Note that platforms are slowly improving here — Google added a native AI-traffic channel to GA4 in 2026, and ChatGPT's UTM tagging is newer than the referrer itself — but all of it still depends on a signal surviving the click. The dark share is a property of how links are opened, not a bug any one tool can fully fix.

## FAQ

**How does ChatGPT traffic appear in analytics?**
As referrer `chatgpt.com` (or the legacy `chat.openai.com`), and — on many links — with `utm_source=chatgpt.com` attached. Segment on either signal to isolate the channel.

**Why is some ChatGPT traffic showing up as Direct?**
Because the referrer was stripped. The ChatGPT mobile app often opens links without a referrer, and copy-pasted URLs never have one. Those visits look identical to someone typing your address, so they fall into Direct.

**Does ChatGPT add UTM parameters to links?**
Yes, to many outbound links ChatGPT now appends `utm_source=chatgpt.com`. It's not on every link, so don't rely on it alone — pair it with the referrer.

**Can I see which prompt sent someone to my site?**
No.
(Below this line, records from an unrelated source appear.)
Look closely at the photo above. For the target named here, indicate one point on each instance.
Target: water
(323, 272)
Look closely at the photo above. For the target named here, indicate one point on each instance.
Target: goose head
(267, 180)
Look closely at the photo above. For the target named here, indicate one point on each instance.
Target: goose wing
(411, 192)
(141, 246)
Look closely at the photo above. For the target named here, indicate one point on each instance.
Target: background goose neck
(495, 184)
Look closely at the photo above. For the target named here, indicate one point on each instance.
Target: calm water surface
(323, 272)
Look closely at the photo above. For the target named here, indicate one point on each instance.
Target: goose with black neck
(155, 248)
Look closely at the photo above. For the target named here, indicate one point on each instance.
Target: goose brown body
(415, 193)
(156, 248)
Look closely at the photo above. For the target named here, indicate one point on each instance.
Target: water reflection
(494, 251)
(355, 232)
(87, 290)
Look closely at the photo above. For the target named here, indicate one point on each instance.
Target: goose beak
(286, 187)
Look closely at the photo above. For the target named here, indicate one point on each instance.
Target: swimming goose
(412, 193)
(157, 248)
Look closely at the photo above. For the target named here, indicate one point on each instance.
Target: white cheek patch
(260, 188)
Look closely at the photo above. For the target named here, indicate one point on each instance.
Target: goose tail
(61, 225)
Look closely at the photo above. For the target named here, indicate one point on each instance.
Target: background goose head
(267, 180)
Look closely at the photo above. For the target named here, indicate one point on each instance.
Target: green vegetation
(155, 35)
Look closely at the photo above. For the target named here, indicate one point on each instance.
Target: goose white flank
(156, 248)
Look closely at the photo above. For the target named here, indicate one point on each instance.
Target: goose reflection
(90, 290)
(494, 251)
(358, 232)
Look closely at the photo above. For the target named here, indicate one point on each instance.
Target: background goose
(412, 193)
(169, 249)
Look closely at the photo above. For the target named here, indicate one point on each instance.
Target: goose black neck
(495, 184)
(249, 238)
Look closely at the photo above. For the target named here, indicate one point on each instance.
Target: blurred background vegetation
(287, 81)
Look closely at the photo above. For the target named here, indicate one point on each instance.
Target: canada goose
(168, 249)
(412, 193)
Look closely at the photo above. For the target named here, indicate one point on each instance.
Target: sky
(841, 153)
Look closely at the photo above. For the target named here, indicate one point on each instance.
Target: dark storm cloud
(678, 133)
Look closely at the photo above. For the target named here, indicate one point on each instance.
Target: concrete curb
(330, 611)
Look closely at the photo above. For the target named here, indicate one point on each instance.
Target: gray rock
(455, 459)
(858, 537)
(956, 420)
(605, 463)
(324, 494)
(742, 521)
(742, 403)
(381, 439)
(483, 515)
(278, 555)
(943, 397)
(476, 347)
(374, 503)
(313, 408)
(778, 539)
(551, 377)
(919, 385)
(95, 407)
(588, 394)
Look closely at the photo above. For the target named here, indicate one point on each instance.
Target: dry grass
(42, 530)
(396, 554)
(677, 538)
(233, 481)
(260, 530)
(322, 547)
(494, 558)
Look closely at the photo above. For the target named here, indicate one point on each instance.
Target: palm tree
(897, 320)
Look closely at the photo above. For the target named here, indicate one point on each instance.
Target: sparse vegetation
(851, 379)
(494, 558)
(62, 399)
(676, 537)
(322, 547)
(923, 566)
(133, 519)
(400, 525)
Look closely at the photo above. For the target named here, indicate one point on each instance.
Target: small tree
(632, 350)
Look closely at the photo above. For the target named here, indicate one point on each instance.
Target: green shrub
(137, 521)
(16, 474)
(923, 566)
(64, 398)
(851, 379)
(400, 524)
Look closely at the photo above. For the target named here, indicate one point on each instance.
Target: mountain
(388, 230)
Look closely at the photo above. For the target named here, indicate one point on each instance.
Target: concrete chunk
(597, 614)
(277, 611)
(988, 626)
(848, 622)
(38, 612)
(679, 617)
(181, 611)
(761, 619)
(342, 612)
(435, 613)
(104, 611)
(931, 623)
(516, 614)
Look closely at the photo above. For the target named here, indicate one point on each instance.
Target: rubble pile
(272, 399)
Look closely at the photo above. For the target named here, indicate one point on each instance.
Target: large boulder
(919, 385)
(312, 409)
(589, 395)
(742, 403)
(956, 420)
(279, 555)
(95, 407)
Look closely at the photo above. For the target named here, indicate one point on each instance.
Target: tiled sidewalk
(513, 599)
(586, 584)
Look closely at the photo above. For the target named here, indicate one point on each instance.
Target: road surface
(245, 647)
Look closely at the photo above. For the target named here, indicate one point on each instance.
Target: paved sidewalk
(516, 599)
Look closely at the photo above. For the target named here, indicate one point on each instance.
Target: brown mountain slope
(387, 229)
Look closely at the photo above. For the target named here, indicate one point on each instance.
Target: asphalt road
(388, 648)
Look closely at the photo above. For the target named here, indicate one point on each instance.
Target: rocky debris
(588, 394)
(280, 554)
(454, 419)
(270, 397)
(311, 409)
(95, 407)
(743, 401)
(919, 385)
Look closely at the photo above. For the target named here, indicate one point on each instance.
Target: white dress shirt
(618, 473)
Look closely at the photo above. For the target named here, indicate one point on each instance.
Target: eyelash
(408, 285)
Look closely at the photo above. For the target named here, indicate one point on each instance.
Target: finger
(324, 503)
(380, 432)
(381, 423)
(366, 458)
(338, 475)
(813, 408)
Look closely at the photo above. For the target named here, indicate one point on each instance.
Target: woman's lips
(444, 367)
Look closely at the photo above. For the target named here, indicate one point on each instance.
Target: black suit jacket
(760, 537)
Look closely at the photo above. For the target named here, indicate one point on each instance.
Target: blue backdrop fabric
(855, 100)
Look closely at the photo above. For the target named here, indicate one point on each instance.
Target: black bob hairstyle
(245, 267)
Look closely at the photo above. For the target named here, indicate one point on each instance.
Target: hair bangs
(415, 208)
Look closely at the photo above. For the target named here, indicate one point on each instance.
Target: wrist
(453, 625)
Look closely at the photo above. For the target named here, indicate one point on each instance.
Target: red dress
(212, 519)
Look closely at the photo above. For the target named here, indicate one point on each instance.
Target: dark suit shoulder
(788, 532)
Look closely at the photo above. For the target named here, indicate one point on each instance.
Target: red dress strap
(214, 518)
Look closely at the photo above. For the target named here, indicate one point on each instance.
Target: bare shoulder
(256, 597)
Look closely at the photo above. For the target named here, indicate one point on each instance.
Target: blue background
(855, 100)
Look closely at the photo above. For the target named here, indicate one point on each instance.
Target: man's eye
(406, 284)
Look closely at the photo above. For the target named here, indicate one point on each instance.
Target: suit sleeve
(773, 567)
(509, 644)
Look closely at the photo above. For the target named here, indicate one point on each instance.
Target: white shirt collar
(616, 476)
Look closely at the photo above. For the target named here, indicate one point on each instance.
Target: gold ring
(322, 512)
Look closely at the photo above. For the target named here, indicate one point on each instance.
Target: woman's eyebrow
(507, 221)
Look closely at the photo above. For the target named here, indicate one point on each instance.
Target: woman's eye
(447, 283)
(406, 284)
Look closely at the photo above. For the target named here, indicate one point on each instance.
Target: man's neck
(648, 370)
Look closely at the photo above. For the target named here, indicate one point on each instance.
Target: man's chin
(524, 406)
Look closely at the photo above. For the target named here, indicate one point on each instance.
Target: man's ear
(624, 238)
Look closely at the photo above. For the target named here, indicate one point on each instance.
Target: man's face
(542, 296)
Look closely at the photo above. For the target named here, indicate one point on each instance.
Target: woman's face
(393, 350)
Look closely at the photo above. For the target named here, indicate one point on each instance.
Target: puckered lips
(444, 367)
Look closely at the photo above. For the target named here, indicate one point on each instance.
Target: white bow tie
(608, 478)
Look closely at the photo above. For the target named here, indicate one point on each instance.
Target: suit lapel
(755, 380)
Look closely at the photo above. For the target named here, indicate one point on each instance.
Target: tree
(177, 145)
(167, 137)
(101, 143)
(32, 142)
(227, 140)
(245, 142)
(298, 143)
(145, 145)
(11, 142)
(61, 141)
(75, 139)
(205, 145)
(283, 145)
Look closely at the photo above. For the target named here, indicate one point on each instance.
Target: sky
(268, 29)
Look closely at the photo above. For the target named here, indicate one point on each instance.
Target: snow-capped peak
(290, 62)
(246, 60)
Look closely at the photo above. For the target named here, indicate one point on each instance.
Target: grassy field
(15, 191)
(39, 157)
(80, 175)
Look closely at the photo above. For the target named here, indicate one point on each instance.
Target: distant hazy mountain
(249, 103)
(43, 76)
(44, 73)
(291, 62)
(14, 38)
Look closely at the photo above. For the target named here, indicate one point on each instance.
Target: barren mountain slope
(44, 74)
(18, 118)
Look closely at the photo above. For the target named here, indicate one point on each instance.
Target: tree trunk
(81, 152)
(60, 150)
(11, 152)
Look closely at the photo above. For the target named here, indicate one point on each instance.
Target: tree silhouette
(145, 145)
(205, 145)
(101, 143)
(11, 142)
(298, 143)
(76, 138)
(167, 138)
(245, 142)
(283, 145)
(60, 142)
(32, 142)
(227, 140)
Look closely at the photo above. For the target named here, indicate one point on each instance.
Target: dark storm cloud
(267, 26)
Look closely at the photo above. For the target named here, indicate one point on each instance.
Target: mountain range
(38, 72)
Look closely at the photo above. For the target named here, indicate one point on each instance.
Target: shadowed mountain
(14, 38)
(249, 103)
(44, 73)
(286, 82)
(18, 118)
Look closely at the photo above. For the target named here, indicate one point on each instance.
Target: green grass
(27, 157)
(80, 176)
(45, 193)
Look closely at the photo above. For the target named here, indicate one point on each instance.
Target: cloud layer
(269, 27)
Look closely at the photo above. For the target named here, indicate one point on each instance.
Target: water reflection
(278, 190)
Referrer and UTM data confirm the click came from ChatGPT but reveal nothing about the question asked or whether you were cited versus mentioned. That requires querying the engines directly, which is what AI Visibility does.

**Is ChatGPT referral traffic worth tracking if it undercounts?**
Yes — the visible slice is still a real, high-intent channel and its trend is meaningful. Just read it as a floor, not a total, and pair it with crawler and visibility data to see the full picture. Whether those clicks convert is its own question, covered in [do AI referrals convert better](/blog/do-ai-referrals-convert-better/).